Another example might be the knee-jerk response to TV commercials that urge participants to invest their entire retirement plans in precious metals—either the physical metal itself or a fund that invests in these hard assets. With no regulatory oversight of these influential advertisements, less knowledgeable employees can easily fall for this speculative strategy and lose the advantage of portfolio diversification.

At the other end of this spectrum is the company that offers so much choice that the sheer number of investment options becomes bewildering. One company I talked with offered more than 140 mutual funds; another offered only 23 funds, but they were all classified as value funds—no growth funds included.

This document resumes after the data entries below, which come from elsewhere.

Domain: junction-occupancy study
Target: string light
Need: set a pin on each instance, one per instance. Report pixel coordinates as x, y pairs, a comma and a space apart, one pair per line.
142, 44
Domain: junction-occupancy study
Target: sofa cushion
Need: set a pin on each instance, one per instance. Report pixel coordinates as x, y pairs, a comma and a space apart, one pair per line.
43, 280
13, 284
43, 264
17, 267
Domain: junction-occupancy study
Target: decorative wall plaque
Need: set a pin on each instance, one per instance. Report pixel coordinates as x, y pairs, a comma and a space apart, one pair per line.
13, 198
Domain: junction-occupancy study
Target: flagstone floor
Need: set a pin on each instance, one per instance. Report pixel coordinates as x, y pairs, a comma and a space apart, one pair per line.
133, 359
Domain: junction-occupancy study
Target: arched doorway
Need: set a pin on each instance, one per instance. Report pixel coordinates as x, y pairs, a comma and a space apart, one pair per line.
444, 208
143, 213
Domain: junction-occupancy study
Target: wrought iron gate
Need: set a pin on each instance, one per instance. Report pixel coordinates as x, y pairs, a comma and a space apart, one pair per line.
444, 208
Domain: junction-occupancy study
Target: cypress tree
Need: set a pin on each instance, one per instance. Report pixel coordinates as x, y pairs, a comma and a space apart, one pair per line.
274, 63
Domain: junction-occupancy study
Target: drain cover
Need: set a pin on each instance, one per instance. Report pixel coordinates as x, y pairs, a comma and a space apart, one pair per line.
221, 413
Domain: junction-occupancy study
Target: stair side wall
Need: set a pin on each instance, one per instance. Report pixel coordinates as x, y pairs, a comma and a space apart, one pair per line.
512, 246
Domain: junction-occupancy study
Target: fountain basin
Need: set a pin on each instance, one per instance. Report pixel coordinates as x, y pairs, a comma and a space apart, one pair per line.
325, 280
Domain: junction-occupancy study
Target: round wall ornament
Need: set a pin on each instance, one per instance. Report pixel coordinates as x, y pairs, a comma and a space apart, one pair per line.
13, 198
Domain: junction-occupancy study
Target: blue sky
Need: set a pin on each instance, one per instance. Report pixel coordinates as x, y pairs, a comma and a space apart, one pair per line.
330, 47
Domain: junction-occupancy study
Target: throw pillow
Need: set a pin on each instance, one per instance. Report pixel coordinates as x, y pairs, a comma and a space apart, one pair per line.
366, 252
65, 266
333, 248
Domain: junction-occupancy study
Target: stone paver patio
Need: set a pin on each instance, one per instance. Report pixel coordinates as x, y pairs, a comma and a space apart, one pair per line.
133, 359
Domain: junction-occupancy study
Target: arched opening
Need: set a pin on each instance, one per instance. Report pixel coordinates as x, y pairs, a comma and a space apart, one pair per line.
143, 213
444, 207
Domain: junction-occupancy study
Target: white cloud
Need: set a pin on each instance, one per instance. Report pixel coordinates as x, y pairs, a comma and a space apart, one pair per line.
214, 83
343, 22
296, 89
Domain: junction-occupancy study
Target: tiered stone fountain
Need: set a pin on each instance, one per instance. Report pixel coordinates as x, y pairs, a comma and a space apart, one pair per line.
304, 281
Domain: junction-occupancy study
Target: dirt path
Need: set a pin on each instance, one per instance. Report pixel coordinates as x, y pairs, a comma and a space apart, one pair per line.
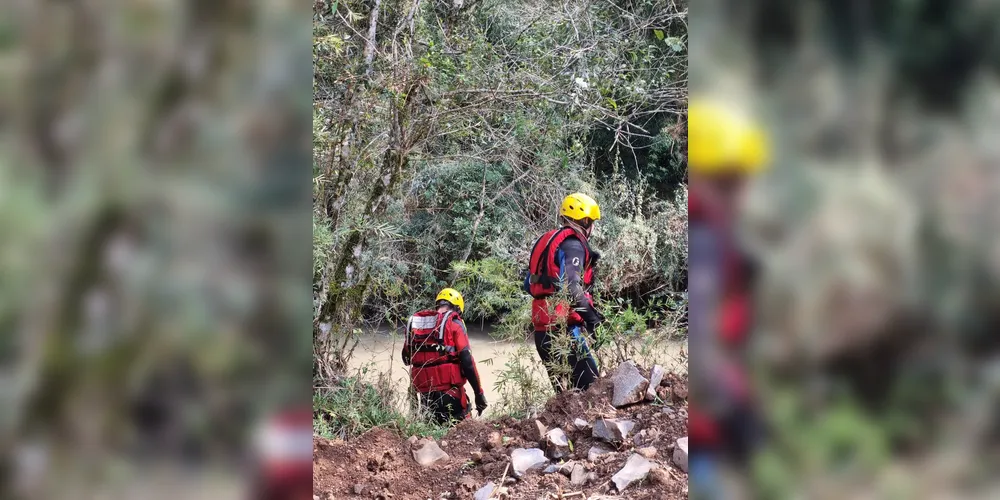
381, 462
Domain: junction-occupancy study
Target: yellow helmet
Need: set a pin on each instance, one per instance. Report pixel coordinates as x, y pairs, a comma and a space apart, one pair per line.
579, 206
722, 140
452, 296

The challenge to plan sponsors acting as fiduciaries should not be to ensure that they are insulated from virtually any possible regulatory penalty or employee complaint by simply opting for “safe” choices. Instead, acting in the best interest of their employees means providing guidance that allows for a reasonable determination of where they want to be financially at retirement. This determination should be based on the amount of money they currently have saved for retirement, how much they plan to save, and how much they will need in retirement to satisfy their income expectations.

The independent variable in this equation is the rate of return necessary to achieve the end goal. If a reasonable rate of return is not going to get the retirement portfolio to that point, then the employer can offer help for employees to review other options each year and change course as necessary. To me, that is the most important choice that both the plan sponsor and the employee can make.


Tom Nugent is executive vice president and chief investment officer for PlanMember Securities Corp. Nugent, who has worked in investment and portfolio management since 1968, provides investment framework and market strategy for all PlanMember Services investment programs. 


NOTE: This feature is to provide general information only, does not constitute legal advice, and cannot be used or substituted for legal or tax advice. Any opinions of the author(s) do not necessarily reflect the stance of Asset International or its affiliates.